C++ Counting Map
Recently I was dealing with what I am sure is a very common problem, which essentially boils down into the following:
Given a long text, calculate the frequency of each word occurring in the text.
I was able to solve this problem using std::unordered_map. This, however, turned quite ugly, as for every word in the text, if that's already been encountered I had to do a find, erase, and then a re-insert into the map with the value incremented.
I realise there are other ways of doing this, such as using a hashing function on top of a vanilla array/vector and increment value there, but I was wondering if there was a more elegant way of solving this problem, like an STL component, or function. that would have a similar interface to Pythons Counter collections.
I know C++ being C++ I can't really expect such high level concepts to always be implemented for me, but was just wondering if you guys new about anything (or at least your Googling skills are superior to mine) which could make my code a little nicer.

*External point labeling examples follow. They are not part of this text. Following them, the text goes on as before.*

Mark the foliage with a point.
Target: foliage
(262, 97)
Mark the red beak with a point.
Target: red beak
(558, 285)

I'm not quite sure why an std::unordered_map (or just std::map) would involve much complexity. I'd write the code something like this:
std::unordered_map<std::string, int> words; std::string word; while (word = getword(input)) ++words[word];
There's no need for any kind of find/erase/reinsert.
In case it's not clear how/why this works: operator will create an entry for a value if none exists yet in the map. The associated value will be a value-initialized object of the specified type, which will be zero in the case of an int (or similar). We then increment that every time we encounter the word.
An alternative solution:
std::multiset<std::string> m; for (auto w: words) m.insert(w); m.count("some word");
The advantage is that you don't have to rely on the 'trick' with operator, making the code more readable.
EDIT: As Kerrek pointed out in the comments, this solution is slower. multiset stores all the elements you insert, even if they are deemed equal (they might still differ in some aspect that operator== does not check). This causes a significant overhead compared to unordered_map<std::string, int>, which only has to store each word once.
(As a side note, processing the complete works of William Shakespeare using the map solution takes about 0.33s on my machine, as opposed to 0.78s for the multiset solution.)